Né à Quain, hameau de la Bourgogne
 bressane, le 22 septembre 1907, Maurice Blanchot appartient à une famille de catholiques fervents, propriétaires terriens aisés. C’est auprès de son père, précepteur pour enfants de grandes familles, qu’il apprend l’essentiel de son savoir littéraire. Vers 1923, à l’Université de Strasbourg , où il étudie la philosophie et l’allemand, il rencontre un étudiant juif venu de Lituanie, auquel il se lie d’une amitié indéfectible : Emmanuel Levinas. Blanchot initie Levinas à la littérature française (loin du surréalisme : c’est Proust et Valéry) ; Levinas initie Blanchot à la philosophie allemande (la phénoménologie et Heidegger).

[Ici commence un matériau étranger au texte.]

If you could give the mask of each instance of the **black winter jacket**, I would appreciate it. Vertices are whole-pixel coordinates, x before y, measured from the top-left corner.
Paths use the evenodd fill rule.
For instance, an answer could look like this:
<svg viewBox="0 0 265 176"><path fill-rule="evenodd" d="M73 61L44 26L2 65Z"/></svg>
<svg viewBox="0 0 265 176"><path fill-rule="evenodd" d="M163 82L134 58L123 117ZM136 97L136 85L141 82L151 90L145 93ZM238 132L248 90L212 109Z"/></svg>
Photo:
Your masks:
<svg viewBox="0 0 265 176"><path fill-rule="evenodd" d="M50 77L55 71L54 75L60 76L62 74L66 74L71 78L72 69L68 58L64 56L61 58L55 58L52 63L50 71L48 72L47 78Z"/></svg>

En 1929, Blanchot monte à Paris. Il soutient en Sorbonne un mémoire sur les sceptiques et commence des études de médecine à Sainte-Anne. Mais c’est le journalisme qui l’attire, davantage que l’Université. Il collabore à plusieurs quotidiens et revues d’extrême-droite : des contributions essentiellement politiques et parfois littéraires. Il fréquente les jeunes dissidents d’Action Française guidés par Thierry Maulnier. Anticapitalisme, antiparlementarisme, anticommunisme, spiritualisme et classicisme sont les mots d’ordre permanents. Ajoutons l’antigermanisme et a fortiori l’antihitlérisme : Blanchot appartient aussi à un milieu de Juifs nationalistes prompts à dénoncer les exactions nazies. Dès 1933, dans Le Rempart, un quotidien dirigé par son ami Paul Lévy, il s’insurge contre les premières expéditions de Juifs en camps de travail.

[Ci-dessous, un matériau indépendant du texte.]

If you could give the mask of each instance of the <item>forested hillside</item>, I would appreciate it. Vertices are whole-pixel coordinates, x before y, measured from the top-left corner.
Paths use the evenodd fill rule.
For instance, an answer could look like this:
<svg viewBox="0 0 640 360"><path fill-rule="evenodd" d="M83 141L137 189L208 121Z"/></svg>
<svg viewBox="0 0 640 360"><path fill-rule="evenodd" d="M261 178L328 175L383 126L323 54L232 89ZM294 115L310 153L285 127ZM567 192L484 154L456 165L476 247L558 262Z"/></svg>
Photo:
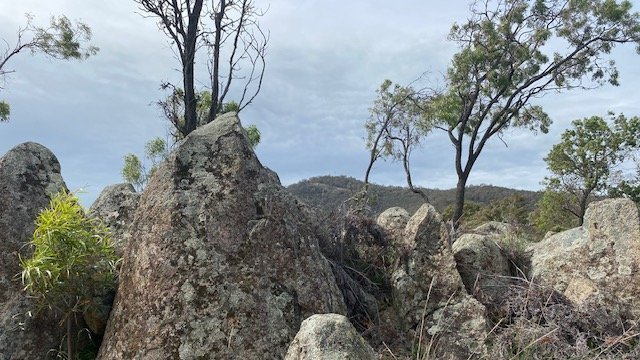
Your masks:
<svg viewBox="0 0 640 360"><path fill-rule="evenodd" d="M351 195L362 189L363 182L346 176L318 176L289 185L287 189L304 202L322 209L332 211ZM418 194L410 192L406 187L371 185L373 203L372 211L376 214L392 207L401 206L409 213L415 212L422 204ZM453 203L455 189L424 189L429 202L439 211L443 211ZM526 200L529 210L533 210L541 193L526 190L508 189L492 185L469 186L467 200L488 205L492 201L509 195L520 195Z"/></svg>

Ce sont à la fois des motifs personnels (la mort d’une amie, une santé défaillante) et historiques (le défaitisme national, de Munich à Vichy) qui, entre 1938 et 1940, l
‘éloignent peu à peu de tout engagement nationaliste. La guerre, la rencontre de Georges Bataille, le côtoiement de la Résistance
 jouent également leur rôle. En juin 1944, le miracle par lequel il échappe au peloton d’exécution, sur le mur de sa maison natale, lui laisse le sentiment de la survivance (« l’instant de ma mort désormais toujours en instance », écrira-t-il plus tard). Et c’est bien par la force de la littérature, d’une littérature qu’il avait commencée à écrire et concevoir dans ses affrontements les plus extrêmes avec la mort, qu’il rompt définitivement avec le marasme des mythes identitaires : « Écrire comme question d’écrire, question qui porte l’écriture qui porte la question, ne te permet plus ce rapport à l’être – entendu d’abord comme tradition, ordre, certitude, vérité, toute forme d’enracinement – que tu as reçu un jour du passé du monde ».
 
 
 
La rupture par la littérature
 
Dès 1931, Blanchot avait commencé à écrire un roman, Thomas l’obscur, qu’après plusieurs tentatives infructueuses (il aurait brûlé plusieurs manuscrits), il achève enfin en 1940. Le livre paraît en 1941, rapidement suivi d’un second, Aminadab. Bien qu’elle épingle quelques défauts de jeunesse, comme l’influence trop marquée de Giraudoux ou de Kafka, la critique installe immédiatement Blanchot au premier plan de la nouvelle littérature française. On le dira ensuite proche du « nouveau roman » ; jamais cependant il ne se reconnaîtra membre d’une école. Dans le roman, puis le récit (il tient lui-même à la distinction des deux genres), il suit son propre cheminement, souterrain et souverain, peu lu mais électivement reconnu. De la veine des premières fictions, à laquelle appartient encore Le Très-Haut (1948),il passe à celle des récits, plus brefs, moins référentialisés, de plus en plus centrés sur la forme dense et anonyme de l’entretien. De L’Arrêt de mort (1948) à L’Attente l’oubli (1962) et à « L’entretien infini » (1965), repris en tête du recueil homonyme, c’est à l’affrontement tour à tour passionnel, érotique, amical, onirique, fantastique de deux ou trois personnes que nous assistons. Hommes et femmes au seuil de la passion ou de la disparition, Blanchot traque ce qui peut encore se maintenir entre eux, à partir de ce moment insidieux où chacun trouve en l’autre une ressource ultime, une joie divine, un secret irréductible.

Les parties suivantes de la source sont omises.